Worse since his best friend had gone to the school where they wore blazers and had to catch the bus to get there.
Michael lay in the darkness trying to fathom why anyone would put milk bottles around their windows.
He didn’t notice the landing light going out.
No sound from the TV as silence whistled through his ears.
He crept onto the landing, before slipping an eye into his mum and dad’s room to find the bed was untouched in the dark.
She’d never leave him on his own.
Auntie Jean used to do that with their Nicola and was often debated in Gran’s shop.
Janine’s bed was empty too.
He flicked the switch before realising the landing light must’ve been turned off downstairs.
Mum and Janine must’ve gone over to his gran’s without telling him.
He peered through the gap in the curtains of his mum and dad’s room, waiting for the sight of his mum to appear crossing for home any second.
The street lights struggled to hit the pavement like dying orange candles.
A single light flashed through the blackness of the shop window like a fly bouncing against the glass.
Michael watched it dance around the back walls where the jars of American cream soda and Kola Kubes were stacked.
He waited for the shop door to open.
There was the door lock, then the bolts, and that big key she kept under the meat slicer.
Gran must’ve moved it again, rotating the location in case word ever got round where it was.
A crack hit his ears as the shop window burst open, spewing orange-tinted glass into the night.
Amongst the wreckage, a figure lay face down on the pavement.
It definitely looked dead.
“Mum!” he screamed.
The figure moved.
Pulled its legs into its chest before slowly rising from the bed of razors, standing defiant in the debris.
Michael felt the blood flow back to his fingers on realising it was a man.
He frantically tried to compute a description.
One glance was all he needed and it’d be as good as any photograph.
Balding, late thirties maybe.
The figure re-cloaked his hood, leaving a fading clack as he pounded the pavement and disappeared into the night.
It could have been a moustache, he thought.
His front door banged open as his Mum ran across towards the shop window and figure now inspecting the damage.
“Brian!” she yelled.
The lights came on revealing the ginger hair of Michael’s dad, peering out from where the word ‘Hovis’ used to be painted.
Micahel heard Janine spinning the phone dial.
“Police”, she pleaded,
“You have to come now”.
Michael leaned over the banister to hear the voices from the front room.
Two of the police were wearing suits and there were ones in uniform parked outside the shop in two cars and a van.
His dad smiled as he climbed the stairs.
His left hand was wrapped in a bandage held together with a giant safety pin.
“I saw it, Dad”.
His dad rotated his injured hand and then extended it to let Michael touch the fresh wound on his knuckle.
“They’ll get him, son.
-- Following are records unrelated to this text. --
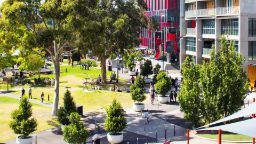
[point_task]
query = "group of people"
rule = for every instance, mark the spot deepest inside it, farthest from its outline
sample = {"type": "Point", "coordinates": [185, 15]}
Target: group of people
{"type": "Point", "coordinates": [173, 94]}
{"type": "Point", "coordinates": [30, 94]}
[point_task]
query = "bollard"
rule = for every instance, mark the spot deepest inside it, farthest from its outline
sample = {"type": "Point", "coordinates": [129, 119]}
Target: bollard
{"type": "Point", "coordinates": [156, 136]}
{"type": "Point", "coordinates": [219, 136]}
{"type": "Point", "coordinates": [174, 131]}
{"type": "Point", "coordinates": [165, 131]}
{"type": "Point", "coordinates": [188, 136]}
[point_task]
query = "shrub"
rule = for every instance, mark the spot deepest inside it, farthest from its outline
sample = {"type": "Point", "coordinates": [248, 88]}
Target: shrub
{"type": "Point", "coordinates": [67, 109]}
{"type": "Point", "coordinates": [75, 132]}
{"type": "Point", "coordinates": [115, 121]}
{"type": "Point", "coordinates": [147, 68]}
{"type": "Point", "coordinates": [91, 63]}
{"type": "Point", "coordinates": [23, 123]}
{"type": "Point", "coordinates": [137, 94]}
{"type": "Point", "coordinates": [163, 83]}
{"type": "Point", "coordinates": [140, 82]}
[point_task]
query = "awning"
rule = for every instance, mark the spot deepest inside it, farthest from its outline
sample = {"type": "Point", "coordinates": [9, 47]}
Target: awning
{"type": "Point", "coordinates": [251, 109]}
{"type": "Point", "coordinates": [247, 127]}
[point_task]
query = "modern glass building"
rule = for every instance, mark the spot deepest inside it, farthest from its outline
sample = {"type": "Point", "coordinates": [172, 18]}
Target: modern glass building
{"type": "Point", "coordinates": [203, 22]}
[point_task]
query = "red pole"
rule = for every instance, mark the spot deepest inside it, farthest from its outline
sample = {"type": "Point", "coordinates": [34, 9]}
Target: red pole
{"type": "Point", "coordinates": [219, 136]}
{"type": "Point", "coordinates": [188, 136]}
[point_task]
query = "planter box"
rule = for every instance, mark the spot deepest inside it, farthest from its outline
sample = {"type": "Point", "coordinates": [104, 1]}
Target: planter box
{"type": "Point", "coordinates": [115, 139]}
{"type": "Point", "coordinates": [162, 99]}
{"type": "Point", "coordinates": [138, 107]}
{"type": "Point", "coordinates": [28, 140]}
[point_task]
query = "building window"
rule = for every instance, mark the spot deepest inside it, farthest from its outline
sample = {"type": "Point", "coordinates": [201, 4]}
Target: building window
{"type": "Point", "coordinates": [229, 26]}
{"type": "Point", "coordinates": [252, 27]}
{"type": "Point", "coordinates": [191, 44]}
{"type": "Point", "coordinates": [252, 50]}
{"type": "Point", "coordinates": [208, 27]}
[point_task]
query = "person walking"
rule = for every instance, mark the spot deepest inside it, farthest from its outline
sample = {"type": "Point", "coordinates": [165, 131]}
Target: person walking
{"type": "Point", "coordinates": [22, 92]}
{"type": "Point", "coordinates": [42, 97]}
{"type": "Point", "coordinates": [175, 96]}
{"type": "Point", "coordinates": [152, 93]}
{"type": "Point", "coordinates": [30, 93]}
{"type": "Point", "coordinates": [132, 79]}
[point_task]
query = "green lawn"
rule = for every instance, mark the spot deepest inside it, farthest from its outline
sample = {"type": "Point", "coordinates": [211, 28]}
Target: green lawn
{"type": "Point", "coordinates": [229, 137]}
{"type": "Point", "coordinates": [7, 105]}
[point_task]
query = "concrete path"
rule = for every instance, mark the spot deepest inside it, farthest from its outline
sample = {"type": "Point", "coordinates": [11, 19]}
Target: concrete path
{"type": "Point", "coordinates": [31, 100]}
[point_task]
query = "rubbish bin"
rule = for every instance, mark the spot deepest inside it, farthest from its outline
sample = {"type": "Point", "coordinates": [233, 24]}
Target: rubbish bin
{"type": "Point", "coordinates": [109, 68]}
{"type": "Point", "coordinates": [79, 110]}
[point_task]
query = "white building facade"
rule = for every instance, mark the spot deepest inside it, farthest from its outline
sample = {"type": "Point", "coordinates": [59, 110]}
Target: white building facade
{"type": "Point", "coordinates": [203, 22]}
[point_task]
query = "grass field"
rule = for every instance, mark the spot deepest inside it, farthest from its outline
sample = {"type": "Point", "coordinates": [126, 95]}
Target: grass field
{"type": "Point", "coordinates": [7, 105]}
{"type": "Point", "coordinates": [229, 137]}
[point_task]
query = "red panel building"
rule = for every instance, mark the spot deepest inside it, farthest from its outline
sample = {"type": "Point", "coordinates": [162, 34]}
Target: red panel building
{"type": "Point", "coordinates": [166, 13]}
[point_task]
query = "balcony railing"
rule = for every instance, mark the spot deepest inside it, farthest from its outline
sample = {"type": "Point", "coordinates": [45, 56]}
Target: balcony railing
{"type": "Point", "coordinates": [190, 1]}
{"type": "Point", "coordinates": [191, 31]}
{"type": "Point", "coordinates": [228, 10]}
{"type": "Point", "coordinates": [190, 13]}
{"type": "Point", "coordinates": [207, 51]}
{"type": "Point", "coordinates": [205, 12]}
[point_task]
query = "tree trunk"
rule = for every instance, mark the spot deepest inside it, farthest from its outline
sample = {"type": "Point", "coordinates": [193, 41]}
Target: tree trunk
{"type": "Point", "coordinates": [56, 88]}
{"type": "Point", "coordinates": [103, 69]}
{"type": "Point", "coordinates": [57, 80]}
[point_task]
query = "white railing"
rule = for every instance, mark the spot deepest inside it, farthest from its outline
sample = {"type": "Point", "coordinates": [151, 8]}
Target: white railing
{"type": "Point", "coordinates": [191, 31]}
{"type": "Point", "coordinates": [190, 13]}
{"type": "Point", "coordinates": [228, 10]}
{"type": "Point", "coordinates": [190, 1]}
{"type": "Point", "coordinates": [205, 12]}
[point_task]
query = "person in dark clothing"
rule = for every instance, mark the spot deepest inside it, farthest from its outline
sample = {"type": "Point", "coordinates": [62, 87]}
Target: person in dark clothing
{"type": "Point", "coordinates": [22, 92]}
{"type": "Point", "coordinates": [171, 97]}
{"type": "Point", "coordinates": [175, 96]}
{"type": "Point", "coordinates": [132, 79]}
{"type": "Point", "coordinates": [30, 93]}
{"type": "Point", "coordinates": [42, 97]}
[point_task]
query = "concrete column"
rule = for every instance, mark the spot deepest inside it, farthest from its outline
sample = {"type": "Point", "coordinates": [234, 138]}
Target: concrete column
{"type": "Point", "coordinates": [182, 32]}
{"type": "Point", "coordinates": [199, 42]}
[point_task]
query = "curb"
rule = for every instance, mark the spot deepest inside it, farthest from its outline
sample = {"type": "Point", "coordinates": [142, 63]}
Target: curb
{"type": "Point", "coordinates": [197, 136]}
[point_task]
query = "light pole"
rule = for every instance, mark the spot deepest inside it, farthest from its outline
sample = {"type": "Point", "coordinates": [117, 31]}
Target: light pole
{"type": "Point", "coordinates": [162, 36]}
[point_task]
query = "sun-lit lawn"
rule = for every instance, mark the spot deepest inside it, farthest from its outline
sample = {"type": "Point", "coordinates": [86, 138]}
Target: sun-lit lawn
{"type": "Point", "coordinates": [229, 137]}
{"type": "Point", "coordinates": [7, 105]}
{"type": "Point", "coordinates": [97, 100]}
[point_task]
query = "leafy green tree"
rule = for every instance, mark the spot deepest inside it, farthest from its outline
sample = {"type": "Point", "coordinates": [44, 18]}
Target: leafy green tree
{"type": "Point", "coordinates": [163, 84]}
{"type": "Point", "coordinates": [22, 121]}
{"type": "Point", "coordinates": [224, 82]}
{"type": "Point", "coordinates": [189, 95]}
{"type": "Point", "coordinates": [31, 61]}
{"type": "Point", "coordinates": [69, 107]}
{"type": "Point", "coordinates": [48, 25]}
{"type": "Point", "coordinates": [147, 68]}
{"type": "Point", "coordinates": [115, 121]}
{"type": "Point", "coordinates": [215, 89]}
{"type": "Point", "coordinates": [115, 27]}
{"type": "Point", "coordinates": [75, 132]}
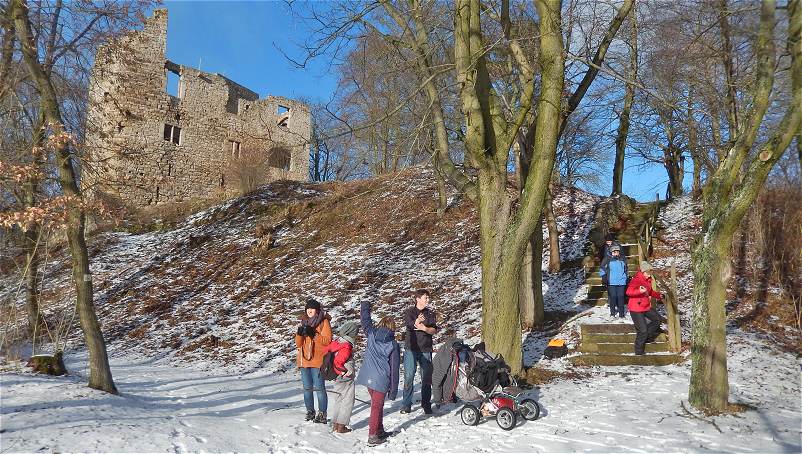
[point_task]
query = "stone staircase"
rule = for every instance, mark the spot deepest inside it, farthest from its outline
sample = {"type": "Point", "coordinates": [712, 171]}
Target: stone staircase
{"type": "Point", "coordinates": [614, 345]}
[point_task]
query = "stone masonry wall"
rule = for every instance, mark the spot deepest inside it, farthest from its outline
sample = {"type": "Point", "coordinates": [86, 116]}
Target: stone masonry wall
{"type": "Point", "coordinates": [129, 107]}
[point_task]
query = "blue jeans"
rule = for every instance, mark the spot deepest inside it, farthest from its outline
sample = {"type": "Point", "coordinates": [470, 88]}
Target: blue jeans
{"type": "Point", "coordinates": [411, 361]}
{"type": "Point", "coordinates": [617, 298]}
{"type": "Point", "coordinates": [313, 382]}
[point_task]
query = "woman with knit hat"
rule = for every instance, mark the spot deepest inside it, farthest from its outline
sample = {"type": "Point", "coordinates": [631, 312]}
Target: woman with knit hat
{"type": "Point", "coordinates": [312, 338]}
{"type": "Point", "coordinates": [344, 386]}
{"type": "Point", "coordinates": [646, 319]}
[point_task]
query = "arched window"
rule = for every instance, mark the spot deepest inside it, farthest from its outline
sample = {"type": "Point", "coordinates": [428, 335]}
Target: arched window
{"type": "Point", "coordinates": [279, 158]}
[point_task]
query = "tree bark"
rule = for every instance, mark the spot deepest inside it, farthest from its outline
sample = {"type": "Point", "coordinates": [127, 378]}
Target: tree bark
{"type": "Point", "coordinates": [729, 70]}
{"type": "Point", "coordinates": [726, 200]}
{"type": "Point", "coordinates": [673, 165]}
{"type": "Point", "coordinates": [624, 119]}
{"type": "Point", "coordinates": [99, 371]}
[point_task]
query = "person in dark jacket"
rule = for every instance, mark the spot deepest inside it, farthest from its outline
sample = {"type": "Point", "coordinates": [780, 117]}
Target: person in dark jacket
{"type": "Point", "coordinates": [646, 319]}
{"type": "Point", "coordinates": [342, 346]}
{"type": "Point", "coordinates": [615, 274]}
{"type": "Point", "coordinates": [421, 324]}
{"type": "Point", "coordinates": [379, 371]}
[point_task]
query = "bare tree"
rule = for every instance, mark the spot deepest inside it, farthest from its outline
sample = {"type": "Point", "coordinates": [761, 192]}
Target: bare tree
{"type": "Point", "coordinates": [728, 194]}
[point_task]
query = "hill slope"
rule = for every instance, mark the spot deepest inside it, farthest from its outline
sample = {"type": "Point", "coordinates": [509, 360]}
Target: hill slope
{"type": "Point", "coordinates": [226, 286]}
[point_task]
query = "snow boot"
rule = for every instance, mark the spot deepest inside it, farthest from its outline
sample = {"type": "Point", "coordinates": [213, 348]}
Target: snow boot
{"type": "Point", "coordinates": [375, 440]}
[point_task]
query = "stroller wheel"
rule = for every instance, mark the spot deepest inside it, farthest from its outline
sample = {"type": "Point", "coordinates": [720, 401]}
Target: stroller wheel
{"type": "Point", "coordinates": [505, 418]}
{"type": "Point", "coordinates": [470, 415]}
{"type": "Point", "coordinates": [529, 409]}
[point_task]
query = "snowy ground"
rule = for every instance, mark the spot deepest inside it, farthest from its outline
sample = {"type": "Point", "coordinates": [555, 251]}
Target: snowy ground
{"type": "Point", "coordinates": [188, 401]}
{"type": "Point", "coordinates": [165, 408]}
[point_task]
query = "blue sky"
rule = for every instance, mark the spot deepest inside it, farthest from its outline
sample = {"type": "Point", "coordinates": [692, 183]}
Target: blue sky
{"type": "Point", "coordinates": [241, 40]}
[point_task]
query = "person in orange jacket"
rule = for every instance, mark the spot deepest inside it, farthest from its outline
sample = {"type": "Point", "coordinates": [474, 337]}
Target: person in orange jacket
{"type": "Point", "coordinates": [312, 338]}
{"type": "Point", "coordinates": [646, 319]}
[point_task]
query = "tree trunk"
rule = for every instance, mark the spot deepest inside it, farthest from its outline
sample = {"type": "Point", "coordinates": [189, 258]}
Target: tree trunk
{"type": "Point", "coordinates": [727, 197]}
{"type": "Point", "coordinates": [624, 119]}
{"type": "Point", "coordinates": [709, 385]}
{"type": "Point", "coordinates": [501, 323]}
{"type": "Point", "coordinates": [31, 239]}
{"type": "Point", "coordinates": [674, 169]}
{"type": "Point", "coordinates": [99, 371]}
{"type": "Point", "coordinates": [554, 235]}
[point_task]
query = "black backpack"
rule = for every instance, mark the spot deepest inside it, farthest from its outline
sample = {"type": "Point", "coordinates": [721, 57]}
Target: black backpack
{"type": "Point", "coordinates": [327, 369]}
{"type": "Point", "coordinates": [484, 375]}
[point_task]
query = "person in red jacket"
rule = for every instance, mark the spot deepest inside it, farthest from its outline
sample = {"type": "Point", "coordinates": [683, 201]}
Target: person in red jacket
{"type": "Point", "coordinates": [344, 386]}
{"type": "Point", "coordinates": [646, 319]}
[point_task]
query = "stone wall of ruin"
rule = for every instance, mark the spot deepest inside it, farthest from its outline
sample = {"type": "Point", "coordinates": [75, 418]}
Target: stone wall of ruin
{"type": "Point", "coordinates": [129, 107]}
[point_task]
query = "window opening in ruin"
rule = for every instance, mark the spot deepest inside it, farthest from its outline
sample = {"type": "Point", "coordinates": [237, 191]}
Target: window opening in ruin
{"type": "Point", "coordinates": [235, 148]}
{"type": "Point", "coordinates": [172, 134]}
{"type": "Point", "coordinates": [279, 158]}
{"type": "Point", "coordinates": [173, 83]}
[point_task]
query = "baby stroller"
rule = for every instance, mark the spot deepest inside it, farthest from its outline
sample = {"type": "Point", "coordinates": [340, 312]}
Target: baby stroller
{"type": "Point", "coordinates": [485, 383]}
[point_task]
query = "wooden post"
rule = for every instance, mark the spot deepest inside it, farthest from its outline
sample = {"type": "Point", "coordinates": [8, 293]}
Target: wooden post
{"type": "Point", "coordinates": [674, 332]}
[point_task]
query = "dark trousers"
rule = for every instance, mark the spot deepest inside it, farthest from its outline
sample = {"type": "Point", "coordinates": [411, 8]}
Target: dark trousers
{"type": "Point", "coordinates": [646, 326]}
{"type": "Point", "coordinates": [376, 421]}
{"type": "Point", "coordinates": [616, 297]}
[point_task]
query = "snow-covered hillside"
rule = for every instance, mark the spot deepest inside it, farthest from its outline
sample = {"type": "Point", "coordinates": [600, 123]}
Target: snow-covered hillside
{"type": "Point", "coordinates": [211, 292]}
{"type": "Point", "coordinates": [199, 322]}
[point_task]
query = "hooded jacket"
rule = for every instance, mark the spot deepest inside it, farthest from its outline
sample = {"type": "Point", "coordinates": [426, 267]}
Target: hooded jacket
{"type": "Point", "coordinates": [641, 302]}
{"type": "Point", "coordinates": [443, 380]}
{"type": "Point", "coordinates": [312, 350]}
{"type": "Point", "coordinates": [379, 370]}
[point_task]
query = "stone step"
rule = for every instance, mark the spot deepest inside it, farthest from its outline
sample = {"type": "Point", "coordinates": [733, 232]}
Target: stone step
{"type": "Point", "coordinates": [607, 328]}
{"type": "Point", "coordinates": [626, 360]}
{"type": "Point", "coordinates": [607, 349]}
{"type": "Point", "coordinates": [616, 338]}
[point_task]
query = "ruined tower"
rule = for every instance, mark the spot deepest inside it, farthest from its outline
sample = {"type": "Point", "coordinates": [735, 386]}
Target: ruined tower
{"type": "Point", "coordinates": [148, 147]}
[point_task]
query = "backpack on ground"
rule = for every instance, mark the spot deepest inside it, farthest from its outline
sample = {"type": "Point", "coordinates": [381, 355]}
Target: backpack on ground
{"type": "Point", "coordinates": [327, 370]}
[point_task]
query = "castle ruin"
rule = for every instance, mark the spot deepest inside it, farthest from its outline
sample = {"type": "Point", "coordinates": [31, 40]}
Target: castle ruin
{"type": "Point", "coordinates": [149, 147]}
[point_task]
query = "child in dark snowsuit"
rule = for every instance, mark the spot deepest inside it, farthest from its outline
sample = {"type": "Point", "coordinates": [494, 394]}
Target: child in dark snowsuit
{"type": "Point", "coordinates": [342, 346]}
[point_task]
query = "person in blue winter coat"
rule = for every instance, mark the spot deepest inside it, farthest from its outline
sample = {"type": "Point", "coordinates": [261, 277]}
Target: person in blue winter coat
{"type": "Point", "coordinates": [379, 371]}
{"type": "Point", "coordinates": [614, 273]}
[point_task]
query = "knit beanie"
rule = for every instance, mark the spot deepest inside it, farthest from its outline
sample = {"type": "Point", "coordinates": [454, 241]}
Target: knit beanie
{"type": "Point", "coordinates": [312, 303]}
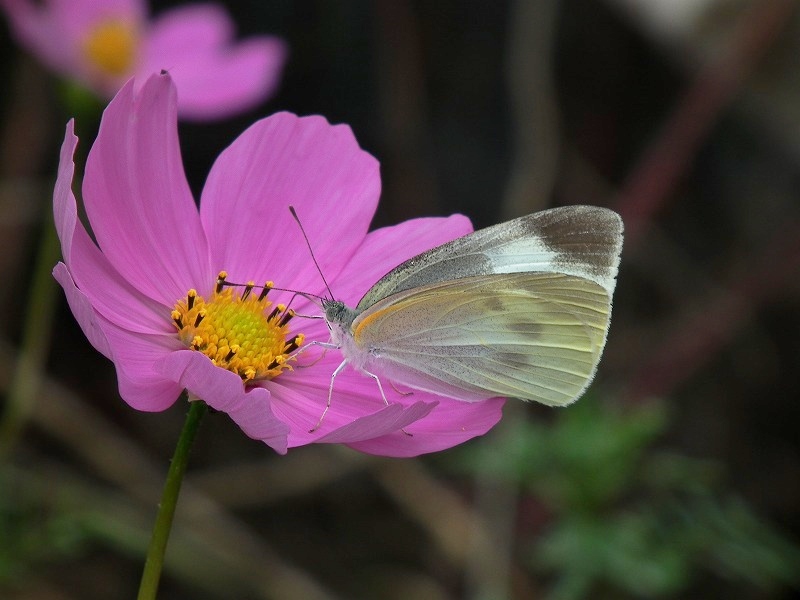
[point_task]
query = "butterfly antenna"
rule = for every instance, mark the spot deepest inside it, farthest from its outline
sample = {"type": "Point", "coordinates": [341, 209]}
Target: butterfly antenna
{"type": "Point", "coordinates": [310, 250]}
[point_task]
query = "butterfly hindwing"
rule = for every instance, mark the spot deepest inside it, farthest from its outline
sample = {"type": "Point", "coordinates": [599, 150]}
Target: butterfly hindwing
{"type": "Point", "coordinates": [535, 336]}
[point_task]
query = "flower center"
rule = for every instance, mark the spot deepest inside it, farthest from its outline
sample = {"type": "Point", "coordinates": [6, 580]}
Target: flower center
{"type": "Point", "coordinates": [111, 46]}
{"type": "Point", "coordinates": [237, 331]}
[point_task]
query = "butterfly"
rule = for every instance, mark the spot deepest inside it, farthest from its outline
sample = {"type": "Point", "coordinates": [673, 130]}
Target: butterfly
{"type": "Point", "coordinates": [520, 309]}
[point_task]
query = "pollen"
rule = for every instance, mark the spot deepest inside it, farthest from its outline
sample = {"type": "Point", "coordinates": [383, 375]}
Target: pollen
{"type": "Point", "coordinates": [237, 329]}
{"type": "Point", "coordinates": [111, 46]}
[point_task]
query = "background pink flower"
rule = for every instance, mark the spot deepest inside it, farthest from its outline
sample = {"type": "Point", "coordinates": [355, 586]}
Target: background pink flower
{"type": "Point", "coordinates": [102, 43]}
{"type": "Point", "coordinates": [153, 245]}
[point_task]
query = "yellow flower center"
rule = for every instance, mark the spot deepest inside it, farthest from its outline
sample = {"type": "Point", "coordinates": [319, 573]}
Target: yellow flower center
{"type": "Point", "coordinates": [238, 331]}
{"type": "Point", "coordinates": [111, 46]}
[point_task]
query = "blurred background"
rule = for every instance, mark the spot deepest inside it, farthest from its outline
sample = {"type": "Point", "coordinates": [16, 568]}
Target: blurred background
{"type": "Point", "coordinates": [676, 476]}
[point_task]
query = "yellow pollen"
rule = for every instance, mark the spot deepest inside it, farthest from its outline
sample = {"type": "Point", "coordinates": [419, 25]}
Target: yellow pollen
{"type": "Point", "coordinates": [111, 46]}
{"type": "Point", "coordinates": [240, 332]}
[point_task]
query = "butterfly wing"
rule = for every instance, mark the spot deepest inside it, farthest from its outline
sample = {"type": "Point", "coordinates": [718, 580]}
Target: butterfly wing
{"type": "Point", "coordinates": [582, 241]}
{"type": "Point", "coordinates": [535, 336]}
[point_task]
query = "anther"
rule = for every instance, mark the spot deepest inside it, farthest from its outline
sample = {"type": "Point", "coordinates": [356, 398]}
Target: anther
{"type": "Point", "coordinates": [278, 309]}
{"type": "Point", "coordinates": [223, 275]}
{"type": "Point", "coordinates": [232, 353]}
{"type": "Point", "coordinates": [277, 362]}
{"type": "Point", "coordinates": [287, 317]}
{"type": "Point", "coordinates": [265, 290]}
{"type": "Point", "coordinates": [293, 344]}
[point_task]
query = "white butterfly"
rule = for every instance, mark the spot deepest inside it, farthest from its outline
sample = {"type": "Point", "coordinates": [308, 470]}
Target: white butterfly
{"type": "Point", "coordinates": [520, 309]}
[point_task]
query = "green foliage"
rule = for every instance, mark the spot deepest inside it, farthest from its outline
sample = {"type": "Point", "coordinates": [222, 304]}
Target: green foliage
{"type": "Point", "coordinates": [626, 516]}
{"type": "Point", "coordinates": [34, 528]}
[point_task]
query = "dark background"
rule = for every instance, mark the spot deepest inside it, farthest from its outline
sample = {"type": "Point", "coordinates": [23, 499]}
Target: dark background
{"type": "Point", "coordinates": [678, 475]}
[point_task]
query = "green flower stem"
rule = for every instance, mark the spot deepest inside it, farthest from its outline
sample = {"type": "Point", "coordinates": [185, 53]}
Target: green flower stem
{"type": "Point", "coordinates": [35, 344]}
{"type": "Point", "coordinates": [169, 499]}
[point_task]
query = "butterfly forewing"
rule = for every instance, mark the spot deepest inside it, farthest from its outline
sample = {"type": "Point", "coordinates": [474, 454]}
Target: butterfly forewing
{"type": "Point", "coordinates": [583, 241]}
{"type": "Point", "coordinates": [535, 336]}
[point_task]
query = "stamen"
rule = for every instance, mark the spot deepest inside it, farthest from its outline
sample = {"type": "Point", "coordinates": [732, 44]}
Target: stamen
{"type": "Point", "coordinates": [223, 275]}
{"type": "Point", "coordinates": [287, 317]}
{"type": "Point", "coordinates": [278, 309]}
{"type": "Point", "coordinates": [265, 290]}
{"type": "Point", "coordinates": [237, 331]}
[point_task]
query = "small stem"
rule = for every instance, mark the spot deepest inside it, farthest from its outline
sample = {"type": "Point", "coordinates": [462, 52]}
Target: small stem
{"type": "Point", "coordinates": [35, 342]}
{"type": "Point", "coordinates": [169, 499]}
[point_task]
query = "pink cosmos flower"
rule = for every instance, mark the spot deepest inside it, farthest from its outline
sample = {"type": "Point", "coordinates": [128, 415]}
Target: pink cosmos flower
{"type": "Point", "coordinates": [102, 43]}
{"type": "Point", "coordinates": [144, 293]}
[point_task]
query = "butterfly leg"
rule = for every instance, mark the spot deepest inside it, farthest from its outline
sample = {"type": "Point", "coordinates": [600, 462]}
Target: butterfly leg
{"type": "Point", "coordinates": [324, 345]}
{"type": "Point", "coordinates": [385, 401]}
{"type": "Point", "coordinates": [330, 395]}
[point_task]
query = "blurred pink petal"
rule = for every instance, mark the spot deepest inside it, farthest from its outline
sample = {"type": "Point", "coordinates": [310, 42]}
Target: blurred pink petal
{"type": "Point", "coordinates": [147, 295]}
{"type": "Point", "coordinates": [103, 43]}
{"type": "Point", "coordinates": [215, 76]}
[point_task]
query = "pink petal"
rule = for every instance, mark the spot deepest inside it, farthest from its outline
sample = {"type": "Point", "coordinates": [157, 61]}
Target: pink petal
{"type": "Point", "coordinates": [55, 31]}
{"type": "Point", "coordinates": [216, 77]}
{"type": "Point", "coordinates": [385, 248]}
{"type": "Point", "coordinates": [82, 310]}
{"type": "Point", "coordinates": [134, 355]}
{"type": "Point", "coordinates": [223, 391]}
{"type": "Point", "coordinates": [299, 398]}
{"type": "Point", "coordinates": [137, 358]}
{"type": "Point", "coordinates": [137, 198]}
{"type": "Point", "coordinates": [390, 419]}
{"type": "Point", "coordinates": [280, 161]}
{"type": "Point", "coordinates": [108, 293]}
{"type": "Point", "coordinates": [449, 424]}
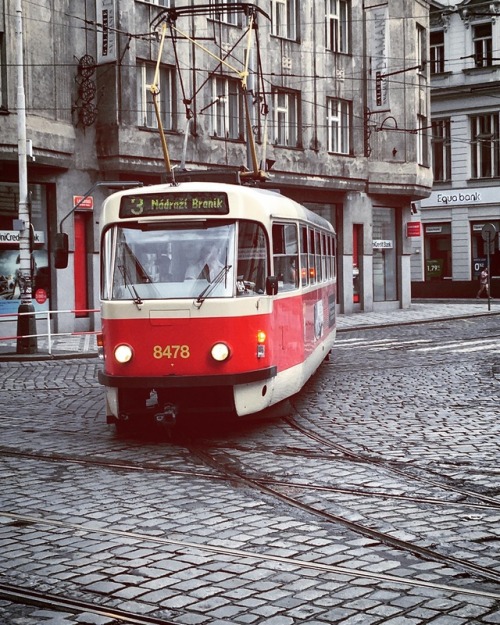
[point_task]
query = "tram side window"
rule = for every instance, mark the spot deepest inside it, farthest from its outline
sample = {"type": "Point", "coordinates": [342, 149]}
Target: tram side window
{"type": "Point", "coordinates": [312, 258]}
{"type": "Point", "coordinates": [285, 255]}
{"type": "Point", "coordinates": [252, 259]}
{"type": "Point", "coordinates": [304, 256]}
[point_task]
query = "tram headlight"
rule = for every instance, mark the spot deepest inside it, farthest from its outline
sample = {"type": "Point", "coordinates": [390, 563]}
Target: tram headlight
{"type": "Point", "coordinates": [220, 352]}
{"type": "Point", "coordinates": [123, 353]}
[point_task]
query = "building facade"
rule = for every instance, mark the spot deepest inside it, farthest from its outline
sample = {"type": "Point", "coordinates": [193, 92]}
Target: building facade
{"type": "Point", "coordinates": [338, 99]}
{"type": "Point", "coordinates": [465, 103]}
They won’t let him go this time”.
“Why are you not at work?”
“Mum thought it best, I have a night off”.
He placed his bandaged hand on Michael’s shoulder, and held up a clear plastic bag containing a red woolen glove,
“Is this the one you lost?”
Michael’s heart thumped against his pyjama top as he scanned the contents,
“I must’ve dropped it”, he said.
“Ok my mate.
The Policeman found it inside the shop and wanted to know whose it was”.
Michael waited for the sound of the living room door to close, then crept downstairs.
He reached out to the front doorstep and then returned to his bedroom, before making sure his door was fully closed.
He opened the curtains, carefully placing each of the empty milk bottles he’d smuggled upstairs in a neat row along his window ledge, flush against the glass before forcing his eyes closed in the darkness.